Question-and-Answer Session
Operator
(Operator Instructions) Your first question comes from [Samit Hareek] of Banc of America Securities.
[Samit Hareek] – Banc of America Securities
Hi, good morning, I’m here with Christy McElroy as well. Can you elaborate on the comment in your press release regarding flooding in the Midwest? Which specific centers were impacted and were there any damages not covered by insurance? Also, if you can, if you can quantify the resulting impact on sales growth and percentage rents in the quarter?
Steven B. Tanger
Let me take them one at a time. We have a center which we opened last year in Wisconsin Dells, Wisconsin, highly publicized at Lake Delton, which created the Wisconsin Dells. The dam that created the lake broke. It was highly publicized in that area and affected traffic. In Branson, Missouri, Lake Branson flooded, and Branson of course is a very popular tourist area in the Midwest. Finally we have a center in Williamsburg, Iowa, and regrettably Iowa was subject to considerable flooding for most of the second quarter. I’m pleased to tell you thought that none of our centers had any significant damage and any damage we had was covered by insurance.
[Samit Hareek] – Banc of America Securities
I guess then taking that, do you have any idea exactly how much of that impacted your percentage rents and the sales growth in the quarter?
Steven B. Tanger
I think about 10% of our portfolio was located in the Midwest. We can certainly quantify for you and if you want to call us after the call we can try to give you an estimate but we don’t have that estimate right now.

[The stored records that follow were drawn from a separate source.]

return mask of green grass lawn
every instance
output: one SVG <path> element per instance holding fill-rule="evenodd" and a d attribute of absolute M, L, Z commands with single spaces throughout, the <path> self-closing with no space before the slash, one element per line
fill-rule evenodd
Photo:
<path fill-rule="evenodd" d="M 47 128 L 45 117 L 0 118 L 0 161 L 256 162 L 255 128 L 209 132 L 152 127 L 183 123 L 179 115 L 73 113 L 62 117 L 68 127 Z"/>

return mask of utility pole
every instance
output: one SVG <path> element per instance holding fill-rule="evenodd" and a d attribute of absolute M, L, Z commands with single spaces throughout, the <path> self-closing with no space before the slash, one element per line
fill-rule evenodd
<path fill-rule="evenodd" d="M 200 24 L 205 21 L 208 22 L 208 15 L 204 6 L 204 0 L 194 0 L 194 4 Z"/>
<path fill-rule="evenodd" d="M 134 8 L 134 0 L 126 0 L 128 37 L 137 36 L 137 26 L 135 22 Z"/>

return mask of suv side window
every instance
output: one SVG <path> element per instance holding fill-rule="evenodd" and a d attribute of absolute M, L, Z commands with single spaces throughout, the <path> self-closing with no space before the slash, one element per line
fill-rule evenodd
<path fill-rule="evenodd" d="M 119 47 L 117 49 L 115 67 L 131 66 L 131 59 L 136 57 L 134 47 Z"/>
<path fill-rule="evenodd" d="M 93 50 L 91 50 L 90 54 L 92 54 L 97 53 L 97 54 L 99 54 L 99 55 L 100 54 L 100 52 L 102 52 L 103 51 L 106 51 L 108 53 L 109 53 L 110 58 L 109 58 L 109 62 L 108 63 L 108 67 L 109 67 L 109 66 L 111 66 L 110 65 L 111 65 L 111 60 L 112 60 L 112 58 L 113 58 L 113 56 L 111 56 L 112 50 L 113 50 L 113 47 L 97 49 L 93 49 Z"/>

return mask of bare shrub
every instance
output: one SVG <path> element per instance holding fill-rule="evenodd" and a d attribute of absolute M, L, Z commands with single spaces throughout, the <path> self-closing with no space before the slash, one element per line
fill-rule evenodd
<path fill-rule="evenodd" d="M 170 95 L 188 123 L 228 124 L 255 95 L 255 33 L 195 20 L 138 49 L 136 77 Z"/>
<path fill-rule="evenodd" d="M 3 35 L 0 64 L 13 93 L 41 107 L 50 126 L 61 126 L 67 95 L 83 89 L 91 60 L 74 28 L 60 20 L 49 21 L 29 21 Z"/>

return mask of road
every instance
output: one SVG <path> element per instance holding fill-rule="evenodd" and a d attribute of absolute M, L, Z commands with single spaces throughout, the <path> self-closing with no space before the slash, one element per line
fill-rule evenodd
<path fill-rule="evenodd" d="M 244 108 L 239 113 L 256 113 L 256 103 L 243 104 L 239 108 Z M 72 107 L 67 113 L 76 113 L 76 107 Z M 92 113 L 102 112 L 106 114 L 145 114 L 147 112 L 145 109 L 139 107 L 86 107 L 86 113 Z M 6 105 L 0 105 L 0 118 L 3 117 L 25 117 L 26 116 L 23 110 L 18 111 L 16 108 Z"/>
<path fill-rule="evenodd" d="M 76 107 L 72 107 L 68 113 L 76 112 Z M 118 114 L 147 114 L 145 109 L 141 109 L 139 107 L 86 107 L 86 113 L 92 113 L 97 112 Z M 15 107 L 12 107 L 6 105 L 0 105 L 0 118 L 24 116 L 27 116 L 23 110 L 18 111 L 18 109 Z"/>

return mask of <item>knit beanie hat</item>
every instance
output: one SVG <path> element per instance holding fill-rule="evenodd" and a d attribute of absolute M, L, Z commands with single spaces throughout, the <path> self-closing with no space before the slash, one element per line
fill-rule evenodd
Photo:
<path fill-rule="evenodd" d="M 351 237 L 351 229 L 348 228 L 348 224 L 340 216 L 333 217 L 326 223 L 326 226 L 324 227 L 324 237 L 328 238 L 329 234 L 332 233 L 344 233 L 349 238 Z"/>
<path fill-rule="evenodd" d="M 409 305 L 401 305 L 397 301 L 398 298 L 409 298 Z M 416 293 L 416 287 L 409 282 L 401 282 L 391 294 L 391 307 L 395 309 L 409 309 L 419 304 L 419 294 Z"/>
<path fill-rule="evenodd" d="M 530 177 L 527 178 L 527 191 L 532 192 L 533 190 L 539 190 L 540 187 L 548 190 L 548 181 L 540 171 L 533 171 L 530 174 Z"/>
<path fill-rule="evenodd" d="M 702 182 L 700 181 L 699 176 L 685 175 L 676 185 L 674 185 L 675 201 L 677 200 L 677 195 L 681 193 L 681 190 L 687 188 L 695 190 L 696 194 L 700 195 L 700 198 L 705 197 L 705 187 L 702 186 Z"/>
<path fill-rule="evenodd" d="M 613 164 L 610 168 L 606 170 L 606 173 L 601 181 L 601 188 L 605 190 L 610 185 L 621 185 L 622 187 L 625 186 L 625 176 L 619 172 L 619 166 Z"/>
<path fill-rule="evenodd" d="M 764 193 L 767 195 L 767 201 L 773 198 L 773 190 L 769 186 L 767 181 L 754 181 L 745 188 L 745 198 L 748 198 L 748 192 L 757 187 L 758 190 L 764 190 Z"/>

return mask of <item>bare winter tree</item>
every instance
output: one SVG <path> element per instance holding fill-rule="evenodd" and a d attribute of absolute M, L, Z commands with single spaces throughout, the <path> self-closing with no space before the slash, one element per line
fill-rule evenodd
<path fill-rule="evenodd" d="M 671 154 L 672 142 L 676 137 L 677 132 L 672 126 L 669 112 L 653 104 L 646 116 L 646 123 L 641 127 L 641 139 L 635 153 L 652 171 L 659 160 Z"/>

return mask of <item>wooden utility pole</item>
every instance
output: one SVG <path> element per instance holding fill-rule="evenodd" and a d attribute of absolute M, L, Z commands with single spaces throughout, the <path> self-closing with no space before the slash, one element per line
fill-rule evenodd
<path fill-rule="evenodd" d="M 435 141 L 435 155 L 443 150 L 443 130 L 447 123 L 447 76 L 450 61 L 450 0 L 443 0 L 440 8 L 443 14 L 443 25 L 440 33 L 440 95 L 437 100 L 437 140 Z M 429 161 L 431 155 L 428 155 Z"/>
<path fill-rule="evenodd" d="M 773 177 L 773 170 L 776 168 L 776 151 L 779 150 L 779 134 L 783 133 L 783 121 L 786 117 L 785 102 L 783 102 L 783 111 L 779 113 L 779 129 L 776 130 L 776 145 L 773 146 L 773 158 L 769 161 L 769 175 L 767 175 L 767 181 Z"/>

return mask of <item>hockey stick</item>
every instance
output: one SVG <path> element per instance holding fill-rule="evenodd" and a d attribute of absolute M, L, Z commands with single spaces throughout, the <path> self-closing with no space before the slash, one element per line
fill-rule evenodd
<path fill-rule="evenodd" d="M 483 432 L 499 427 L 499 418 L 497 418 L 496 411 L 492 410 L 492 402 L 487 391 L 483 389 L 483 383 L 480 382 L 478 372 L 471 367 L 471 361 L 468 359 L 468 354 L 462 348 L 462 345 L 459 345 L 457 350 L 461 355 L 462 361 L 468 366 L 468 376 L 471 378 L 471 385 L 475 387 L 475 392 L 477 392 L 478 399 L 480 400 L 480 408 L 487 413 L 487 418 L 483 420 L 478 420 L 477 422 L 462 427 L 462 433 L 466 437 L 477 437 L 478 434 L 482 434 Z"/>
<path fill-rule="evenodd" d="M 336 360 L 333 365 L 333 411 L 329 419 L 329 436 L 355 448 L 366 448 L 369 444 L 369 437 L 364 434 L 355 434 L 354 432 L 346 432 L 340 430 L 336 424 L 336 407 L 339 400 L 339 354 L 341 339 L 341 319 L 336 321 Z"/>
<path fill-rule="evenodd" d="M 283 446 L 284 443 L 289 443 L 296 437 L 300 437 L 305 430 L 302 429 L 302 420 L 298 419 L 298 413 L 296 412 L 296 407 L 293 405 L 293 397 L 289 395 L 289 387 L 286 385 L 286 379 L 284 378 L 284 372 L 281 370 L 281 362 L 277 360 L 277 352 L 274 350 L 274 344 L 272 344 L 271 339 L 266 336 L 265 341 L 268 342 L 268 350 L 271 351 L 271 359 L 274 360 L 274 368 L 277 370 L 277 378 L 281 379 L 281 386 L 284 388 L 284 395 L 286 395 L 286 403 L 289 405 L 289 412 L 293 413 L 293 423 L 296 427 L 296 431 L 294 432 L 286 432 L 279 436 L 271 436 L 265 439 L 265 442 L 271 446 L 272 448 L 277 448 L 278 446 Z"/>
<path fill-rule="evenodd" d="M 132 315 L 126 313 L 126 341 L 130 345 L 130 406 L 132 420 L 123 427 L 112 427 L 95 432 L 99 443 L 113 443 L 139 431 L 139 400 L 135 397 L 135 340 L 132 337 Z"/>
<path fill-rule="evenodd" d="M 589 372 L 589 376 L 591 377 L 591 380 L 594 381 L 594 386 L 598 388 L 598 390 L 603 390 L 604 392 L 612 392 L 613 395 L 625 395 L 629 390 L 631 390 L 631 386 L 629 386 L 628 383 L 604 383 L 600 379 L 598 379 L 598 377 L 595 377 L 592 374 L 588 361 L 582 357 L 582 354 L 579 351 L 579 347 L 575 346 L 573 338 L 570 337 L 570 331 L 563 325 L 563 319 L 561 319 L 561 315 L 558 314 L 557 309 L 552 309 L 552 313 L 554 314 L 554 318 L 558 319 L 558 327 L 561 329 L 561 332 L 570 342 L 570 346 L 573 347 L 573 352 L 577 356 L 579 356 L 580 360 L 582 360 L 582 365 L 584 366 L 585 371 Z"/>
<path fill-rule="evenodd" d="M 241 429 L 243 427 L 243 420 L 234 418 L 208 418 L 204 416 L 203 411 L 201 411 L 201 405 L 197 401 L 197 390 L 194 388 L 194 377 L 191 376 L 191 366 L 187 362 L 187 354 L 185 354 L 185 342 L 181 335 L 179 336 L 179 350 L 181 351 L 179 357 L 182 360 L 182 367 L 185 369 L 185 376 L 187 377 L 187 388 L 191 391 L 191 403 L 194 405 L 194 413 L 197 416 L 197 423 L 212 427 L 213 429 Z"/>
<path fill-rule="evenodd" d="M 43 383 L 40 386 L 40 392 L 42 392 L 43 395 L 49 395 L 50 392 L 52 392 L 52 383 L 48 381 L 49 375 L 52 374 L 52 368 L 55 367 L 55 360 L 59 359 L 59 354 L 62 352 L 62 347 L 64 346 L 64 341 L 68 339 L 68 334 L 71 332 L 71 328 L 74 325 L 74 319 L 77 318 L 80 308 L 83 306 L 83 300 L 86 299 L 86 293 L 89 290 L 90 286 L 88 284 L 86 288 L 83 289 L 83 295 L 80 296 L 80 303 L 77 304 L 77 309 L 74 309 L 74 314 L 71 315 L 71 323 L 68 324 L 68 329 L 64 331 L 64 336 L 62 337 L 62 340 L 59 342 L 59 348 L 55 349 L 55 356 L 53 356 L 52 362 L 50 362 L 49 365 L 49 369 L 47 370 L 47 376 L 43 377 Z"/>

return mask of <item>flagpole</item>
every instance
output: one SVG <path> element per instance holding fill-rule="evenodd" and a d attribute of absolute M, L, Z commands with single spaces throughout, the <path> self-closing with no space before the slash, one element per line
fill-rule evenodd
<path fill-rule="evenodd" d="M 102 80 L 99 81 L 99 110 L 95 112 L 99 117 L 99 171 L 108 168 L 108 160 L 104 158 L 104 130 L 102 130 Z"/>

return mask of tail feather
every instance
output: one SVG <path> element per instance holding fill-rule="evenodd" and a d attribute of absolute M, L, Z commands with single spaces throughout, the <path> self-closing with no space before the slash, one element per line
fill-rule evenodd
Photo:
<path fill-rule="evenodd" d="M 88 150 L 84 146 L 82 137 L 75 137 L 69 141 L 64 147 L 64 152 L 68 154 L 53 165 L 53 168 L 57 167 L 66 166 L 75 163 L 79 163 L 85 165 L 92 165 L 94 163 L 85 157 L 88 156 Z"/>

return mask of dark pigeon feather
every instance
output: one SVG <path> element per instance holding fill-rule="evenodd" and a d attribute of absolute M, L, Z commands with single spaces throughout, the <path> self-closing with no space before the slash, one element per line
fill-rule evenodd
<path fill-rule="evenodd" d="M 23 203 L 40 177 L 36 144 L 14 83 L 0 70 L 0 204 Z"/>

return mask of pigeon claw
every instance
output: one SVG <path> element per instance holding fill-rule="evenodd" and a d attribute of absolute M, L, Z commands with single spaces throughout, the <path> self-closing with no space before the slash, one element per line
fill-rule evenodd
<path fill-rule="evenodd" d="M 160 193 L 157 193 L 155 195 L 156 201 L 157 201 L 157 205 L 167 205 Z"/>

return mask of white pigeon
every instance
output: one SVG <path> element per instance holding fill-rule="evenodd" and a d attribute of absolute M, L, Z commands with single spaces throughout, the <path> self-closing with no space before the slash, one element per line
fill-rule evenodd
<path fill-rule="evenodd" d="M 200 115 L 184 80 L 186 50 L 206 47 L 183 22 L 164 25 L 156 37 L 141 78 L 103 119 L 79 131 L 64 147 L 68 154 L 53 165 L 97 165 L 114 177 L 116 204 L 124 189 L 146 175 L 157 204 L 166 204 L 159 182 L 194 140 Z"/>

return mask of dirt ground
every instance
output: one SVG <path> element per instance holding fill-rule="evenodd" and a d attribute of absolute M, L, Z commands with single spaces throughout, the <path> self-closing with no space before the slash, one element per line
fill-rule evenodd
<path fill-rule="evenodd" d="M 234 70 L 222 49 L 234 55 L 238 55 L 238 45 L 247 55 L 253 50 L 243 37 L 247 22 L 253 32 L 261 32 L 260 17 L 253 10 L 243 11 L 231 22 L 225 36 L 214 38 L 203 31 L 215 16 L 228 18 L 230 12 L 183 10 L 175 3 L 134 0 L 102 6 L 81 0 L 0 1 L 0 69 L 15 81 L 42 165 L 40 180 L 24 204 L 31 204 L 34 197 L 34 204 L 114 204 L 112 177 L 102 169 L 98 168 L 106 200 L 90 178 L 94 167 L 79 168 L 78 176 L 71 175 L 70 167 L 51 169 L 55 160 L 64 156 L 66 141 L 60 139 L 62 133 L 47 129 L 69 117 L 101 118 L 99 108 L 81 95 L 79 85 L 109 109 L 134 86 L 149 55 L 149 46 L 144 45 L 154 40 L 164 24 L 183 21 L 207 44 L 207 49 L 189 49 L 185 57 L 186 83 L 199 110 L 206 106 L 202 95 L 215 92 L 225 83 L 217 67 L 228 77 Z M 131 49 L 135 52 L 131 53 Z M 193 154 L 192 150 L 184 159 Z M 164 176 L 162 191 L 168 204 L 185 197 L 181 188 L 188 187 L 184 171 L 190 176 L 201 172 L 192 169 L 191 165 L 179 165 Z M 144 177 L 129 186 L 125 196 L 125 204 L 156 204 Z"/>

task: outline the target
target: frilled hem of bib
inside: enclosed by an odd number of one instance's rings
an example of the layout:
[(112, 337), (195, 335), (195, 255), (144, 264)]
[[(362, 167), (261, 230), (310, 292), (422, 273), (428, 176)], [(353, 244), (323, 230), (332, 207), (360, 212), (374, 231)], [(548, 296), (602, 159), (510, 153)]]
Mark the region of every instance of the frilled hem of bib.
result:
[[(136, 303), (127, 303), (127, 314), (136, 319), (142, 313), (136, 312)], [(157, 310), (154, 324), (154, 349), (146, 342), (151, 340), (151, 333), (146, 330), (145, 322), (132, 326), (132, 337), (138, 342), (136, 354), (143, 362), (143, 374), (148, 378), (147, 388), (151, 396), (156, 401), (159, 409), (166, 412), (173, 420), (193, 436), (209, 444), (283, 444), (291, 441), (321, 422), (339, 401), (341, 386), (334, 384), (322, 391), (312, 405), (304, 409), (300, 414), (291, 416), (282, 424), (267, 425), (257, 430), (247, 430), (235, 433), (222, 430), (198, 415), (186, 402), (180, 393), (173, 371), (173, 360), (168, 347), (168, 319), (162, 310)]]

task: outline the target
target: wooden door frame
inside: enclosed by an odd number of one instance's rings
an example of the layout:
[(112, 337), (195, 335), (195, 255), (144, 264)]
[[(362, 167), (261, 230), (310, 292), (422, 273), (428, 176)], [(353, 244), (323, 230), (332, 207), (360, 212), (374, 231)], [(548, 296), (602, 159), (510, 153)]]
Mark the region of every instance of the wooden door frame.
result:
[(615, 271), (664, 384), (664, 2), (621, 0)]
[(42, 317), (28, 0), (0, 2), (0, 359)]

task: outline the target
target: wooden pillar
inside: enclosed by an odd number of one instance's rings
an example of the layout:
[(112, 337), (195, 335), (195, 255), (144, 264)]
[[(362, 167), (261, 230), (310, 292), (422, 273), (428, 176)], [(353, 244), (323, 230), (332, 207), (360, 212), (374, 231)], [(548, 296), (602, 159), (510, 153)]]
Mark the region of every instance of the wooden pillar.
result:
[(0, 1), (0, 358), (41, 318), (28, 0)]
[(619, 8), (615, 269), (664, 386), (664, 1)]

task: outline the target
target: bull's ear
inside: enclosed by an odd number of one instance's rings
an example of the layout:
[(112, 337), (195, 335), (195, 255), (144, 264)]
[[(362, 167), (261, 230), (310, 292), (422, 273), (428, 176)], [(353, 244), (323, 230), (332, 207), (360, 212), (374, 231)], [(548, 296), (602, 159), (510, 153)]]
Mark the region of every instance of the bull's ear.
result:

[Samit Hareek] – Banc of America Securities
Okay and lastly, I guess, do you have any sense that maybe there’s becoming some slowing customer traffic driven by fewer people making the drive out to your centers given higher gas prices or is really some of that or most of that offset as consumers trade down to more discounted merchandise given the current environment?
Steven B. Tanger
I think I’d agree with both your statements. Every business is affected by higher gas prices which are in direct relation to higher oil prices. We’re pleased to see that oil is now back down almost to a high by historic levels back down to $120, $122 a barrel, which is off 17% this month alone. So hopefully that has already started to reflect in lowering gas prices. But yes, our traffic was down in the second quarter, and yes, it was probably a result in some areas of higher gas prices. Offsetting that, the old adage still remains true. In good times people like a bargain, and in the not-so-good times they need one. Outlet centers remain the distribution channel where consumers can buy brand name products direct from the manufacturer. They cut out the middle man and get the largest assortment of brand name products and the best values, so we still remain a very profitable distribution channel for our tenants and we have long term leases with sophisticated retailers that continue to do well, most of them continue to do well even in tough economic times.